Autopilot

Ben Norris
Bill's Mother, Beth Shouler and Nic Doodson Productions
Pleasance Courtyard

Autopilot Credit: Mihaela Bodlovic

Autopilot promises a lot coming straight out of the gate. The show drops the audience into a conversation between two young women conniving to secure a pair of rooms in a flat by pretending to be lifelong friends despite only barely knowing one another. But almost immediately, the piece shifts time and place, showing us this moment or that, forward or back, and brick by brick building the story of their love affair.

The pair of young actors follow and jest with each other under a neon square suspended above them, changing hue as scenes shift in time or to represent the activation of the frequently called upon Amazon Alexa device.

The whole is a strange beast, as the fragmented, almost memory-like jumps through time give the whole an impression of a fever dream.

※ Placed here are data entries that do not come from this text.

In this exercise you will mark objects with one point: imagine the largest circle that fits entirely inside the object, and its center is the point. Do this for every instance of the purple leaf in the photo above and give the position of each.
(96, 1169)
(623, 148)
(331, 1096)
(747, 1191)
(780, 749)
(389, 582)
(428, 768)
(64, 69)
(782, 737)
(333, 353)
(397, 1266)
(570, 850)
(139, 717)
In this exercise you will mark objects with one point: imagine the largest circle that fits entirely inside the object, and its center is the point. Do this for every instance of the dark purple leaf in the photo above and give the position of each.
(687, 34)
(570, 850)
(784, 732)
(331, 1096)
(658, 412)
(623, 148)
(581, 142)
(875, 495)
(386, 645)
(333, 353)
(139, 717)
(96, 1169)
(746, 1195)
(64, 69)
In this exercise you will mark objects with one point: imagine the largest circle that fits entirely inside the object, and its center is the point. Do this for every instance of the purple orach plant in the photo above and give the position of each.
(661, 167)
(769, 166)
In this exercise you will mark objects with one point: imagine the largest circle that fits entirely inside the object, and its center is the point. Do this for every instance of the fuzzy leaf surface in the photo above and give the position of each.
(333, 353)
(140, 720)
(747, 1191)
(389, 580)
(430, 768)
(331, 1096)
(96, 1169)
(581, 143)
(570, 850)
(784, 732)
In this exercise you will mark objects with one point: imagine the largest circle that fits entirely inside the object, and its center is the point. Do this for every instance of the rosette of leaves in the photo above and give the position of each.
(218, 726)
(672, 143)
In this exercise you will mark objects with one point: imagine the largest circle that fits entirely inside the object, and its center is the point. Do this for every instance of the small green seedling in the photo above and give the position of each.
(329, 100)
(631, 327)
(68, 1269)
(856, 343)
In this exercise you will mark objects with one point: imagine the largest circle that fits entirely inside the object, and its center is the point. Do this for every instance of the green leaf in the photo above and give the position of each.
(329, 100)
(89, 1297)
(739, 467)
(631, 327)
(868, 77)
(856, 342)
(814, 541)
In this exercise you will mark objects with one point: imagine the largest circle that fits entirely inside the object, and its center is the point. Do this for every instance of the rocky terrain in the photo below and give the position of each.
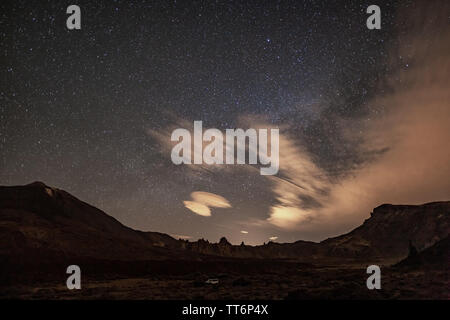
(44, 229)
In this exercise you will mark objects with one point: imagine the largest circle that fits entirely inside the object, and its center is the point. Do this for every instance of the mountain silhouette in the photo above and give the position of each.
(38, 218)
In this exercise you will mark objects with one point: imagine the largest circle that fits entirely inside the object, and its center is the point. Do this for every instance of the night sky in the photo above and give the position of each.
(363, 114)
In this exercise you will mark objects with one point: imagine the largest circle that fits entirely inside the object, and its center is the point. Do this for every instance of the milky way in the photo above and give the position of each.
(89, 110)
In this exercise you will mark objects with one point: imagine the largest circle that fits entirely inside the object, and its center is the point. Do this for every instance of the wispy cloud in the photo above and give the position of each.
(202, 201)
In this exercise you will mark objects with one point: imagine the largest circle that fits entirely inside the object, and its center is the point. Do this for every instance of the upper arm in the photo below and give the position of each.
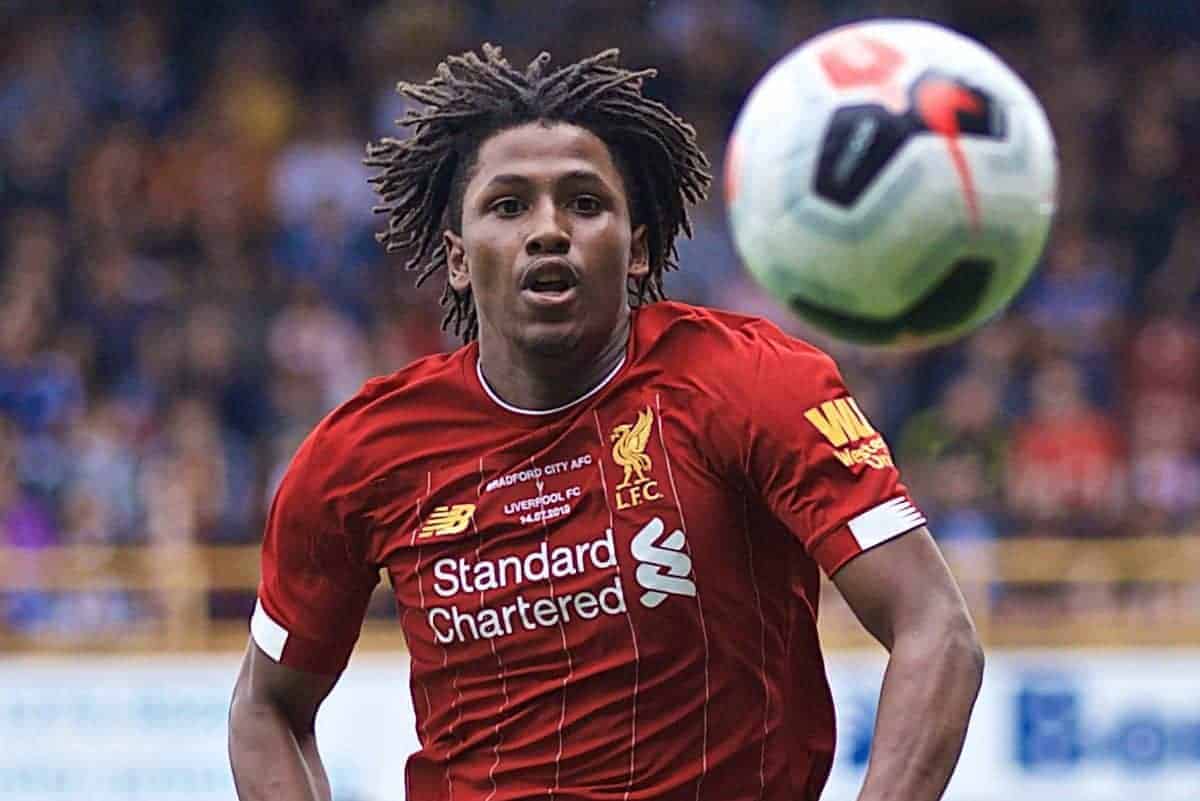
(901, 586)
(815, 459)
(316, 573)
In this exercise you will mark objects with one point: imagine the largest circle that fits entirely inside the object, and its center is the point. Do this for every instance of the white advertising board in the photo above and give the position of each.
(1074, 726)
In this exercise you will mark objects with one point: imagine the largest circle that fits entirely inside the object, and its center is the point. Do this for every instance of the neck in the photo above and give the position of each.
(537, 381)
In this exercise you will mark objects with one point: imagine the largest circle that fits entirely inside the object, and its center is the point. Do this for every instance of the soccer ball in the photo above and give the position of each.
(892, 182)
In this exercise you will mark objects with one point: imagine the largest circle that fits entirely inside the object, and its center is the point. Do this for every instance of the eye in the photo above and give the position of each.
(508, 206)
(587, 204)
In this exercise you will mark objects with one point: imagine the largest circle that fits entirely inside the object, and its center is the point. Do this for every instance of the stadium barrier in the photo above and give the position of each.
(1050, 726)
(1069, 586)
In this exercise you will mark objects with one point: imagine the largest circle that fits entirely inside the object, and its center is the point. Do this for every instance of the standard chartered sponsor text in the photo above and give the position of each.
(460, 577)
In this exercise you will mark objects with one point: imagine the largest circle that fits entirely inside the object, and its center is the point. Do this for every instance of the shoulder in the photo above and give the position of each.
(343, 453)
(727, 345)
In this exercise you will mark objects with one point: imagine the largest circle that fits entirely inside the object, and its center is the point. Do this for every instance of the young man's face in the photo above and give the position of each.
(547, 244)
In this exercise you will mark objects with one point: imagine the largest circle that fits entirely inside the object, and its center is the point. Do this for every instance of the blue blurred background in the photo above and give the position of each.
(189, 281)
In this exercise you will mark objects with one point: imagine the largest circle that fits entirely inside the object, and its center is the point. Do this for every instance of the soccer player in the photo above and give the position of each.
(605, 516)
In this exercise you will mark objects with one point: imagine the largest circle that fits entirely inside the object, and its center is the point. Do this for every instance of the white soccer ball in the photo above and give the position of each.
(892, 181)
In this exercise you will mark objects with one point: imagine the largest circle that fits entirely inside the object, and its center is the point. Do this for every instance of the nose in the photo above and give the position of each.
(547, 235)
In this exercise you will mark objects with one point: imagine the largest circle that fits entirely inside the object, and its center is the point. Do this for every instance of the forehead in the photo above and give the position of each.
(541, 151)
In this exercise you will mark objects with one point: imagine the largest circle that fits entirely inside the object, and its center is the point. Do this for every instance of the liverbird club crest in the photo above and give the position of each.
(636, 486)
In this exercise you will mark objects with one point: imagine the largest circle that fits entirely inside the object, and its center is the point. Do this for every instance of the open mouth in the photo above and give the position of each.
(550, 281)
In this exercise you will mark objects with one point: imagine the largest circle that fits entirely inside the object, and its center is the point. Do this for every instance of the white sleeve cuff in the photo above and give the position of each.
(268, 634)
(887, 521)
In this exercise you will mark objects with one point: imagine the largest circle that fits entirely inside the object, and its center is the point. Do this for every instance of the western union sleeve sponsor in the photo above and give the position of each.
(844, 426)
(840, 421)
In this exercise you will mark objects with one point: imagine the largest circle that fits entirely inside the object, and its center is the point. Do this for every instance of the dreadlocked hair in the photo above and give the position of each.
(472, 97)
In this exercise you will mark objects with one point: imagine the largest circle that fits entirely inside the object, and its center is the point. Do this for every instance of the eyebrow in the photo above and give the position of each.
(509, 179)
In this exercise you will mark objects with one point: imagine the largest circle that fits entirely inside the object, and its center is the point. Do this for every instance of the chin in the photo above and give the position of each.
(552, 341)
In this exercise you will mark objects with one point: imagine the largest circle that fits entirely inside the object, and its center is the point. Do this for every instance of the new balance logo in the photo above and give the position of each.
(448, 519)
(664, 567)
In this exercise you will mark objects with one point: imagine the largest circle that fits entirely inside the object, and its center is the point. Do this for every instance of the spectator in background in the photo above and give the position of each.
(186, 259)
(954, 455)
(1066, 469)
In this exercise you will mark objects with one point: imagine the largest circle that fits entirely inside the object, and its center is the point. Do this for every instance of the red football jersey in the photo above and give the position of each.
(611, 600)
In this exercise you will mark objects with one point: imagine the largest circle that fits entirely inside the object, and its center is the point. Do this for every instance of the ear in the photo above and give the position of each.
(459, 275)
(639, 254)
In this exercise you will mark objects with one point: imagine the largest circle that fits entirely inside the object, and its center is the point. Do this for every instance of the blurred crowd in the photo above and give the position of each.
(189, 277)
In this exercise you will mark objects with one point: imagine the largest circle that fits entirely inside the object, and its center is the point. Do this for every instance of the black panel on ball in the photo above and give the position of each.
(951, 303)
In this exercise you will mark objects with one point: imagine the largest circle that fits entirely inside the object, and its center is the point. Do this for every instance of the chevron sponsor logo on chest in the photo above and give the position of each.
(629, 441)
(664, 570)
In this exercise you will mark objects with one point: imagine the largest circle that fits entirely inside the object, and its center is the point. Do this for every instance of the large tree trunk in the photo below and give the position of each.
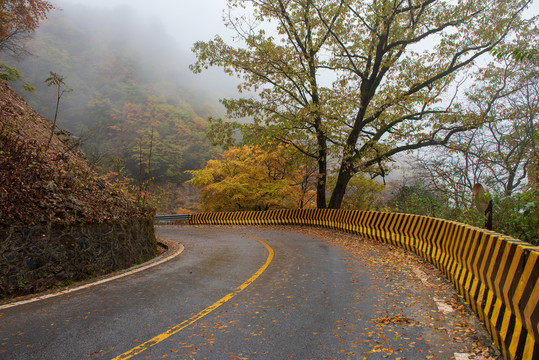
(322, 175)
(340, 189)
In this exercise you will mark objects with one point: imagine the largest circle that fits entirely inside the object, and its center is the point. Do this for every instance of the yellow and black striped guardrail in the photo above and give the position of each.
(497, 275)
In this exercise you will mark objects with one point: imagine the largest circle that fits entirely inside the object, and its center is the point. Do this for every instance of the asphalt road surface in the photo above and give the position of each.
(256, 293)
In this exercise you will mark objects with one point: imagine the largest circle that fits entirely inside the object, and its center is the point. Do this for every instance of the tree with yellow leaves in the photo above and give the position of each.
(252, 178)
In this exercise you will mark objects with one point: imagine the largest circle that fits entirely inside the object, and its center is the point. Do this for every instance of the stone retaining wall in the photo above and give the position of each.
(35, 259)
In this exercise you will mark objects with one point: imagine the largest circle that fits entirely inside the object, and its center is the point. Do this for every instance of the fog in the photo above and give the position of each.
(181, 23)
(186, 21)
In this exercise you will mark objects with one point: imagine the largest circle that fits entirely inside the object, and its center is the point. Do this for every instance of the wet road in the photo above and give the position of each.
(254, 293)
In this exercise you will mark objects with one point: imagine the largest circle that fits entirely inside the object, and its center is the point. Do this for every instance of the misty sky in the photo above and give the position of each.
(185, 20)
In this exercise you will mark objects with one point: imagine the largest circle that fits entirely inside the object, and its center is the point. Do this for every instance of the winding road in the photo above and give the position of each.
(255, 293)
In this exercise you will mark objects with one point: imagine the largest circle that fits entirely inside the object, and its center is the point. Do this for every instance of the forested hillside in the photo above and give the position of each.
(126, 91)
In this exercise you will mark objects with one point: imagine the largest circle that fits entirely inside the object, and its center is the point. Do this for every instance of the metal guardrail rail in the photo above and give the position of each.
(168, 219)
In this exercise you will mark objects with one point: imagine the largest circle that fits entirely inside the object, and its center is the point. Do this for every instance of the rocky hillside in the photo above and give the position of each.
(50, 183)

But the problem is that for the early portions of the play, the narrative is a bit too skittish and the largely conversational and slang-filled lines leave rather too much up to guesswork.

There’s also a problem that there feels like there is something major being built up to, when instead what this is, simply and effectively enough, is the adversity of a love affair and the challenges that come from two vastly different people trying to connect when neither is willing to freely or fully open up to the other, particularly when there are so many sci-fi and near future aspects to the story that seem hinted at frequently throughout.

It’s a well acted performance, and the staging and concept is novel enough that it is more than enough to pull the audience through; it just feels ultimately like there should have been more to it rather than the mundanity of two moderately likeable people and their romance.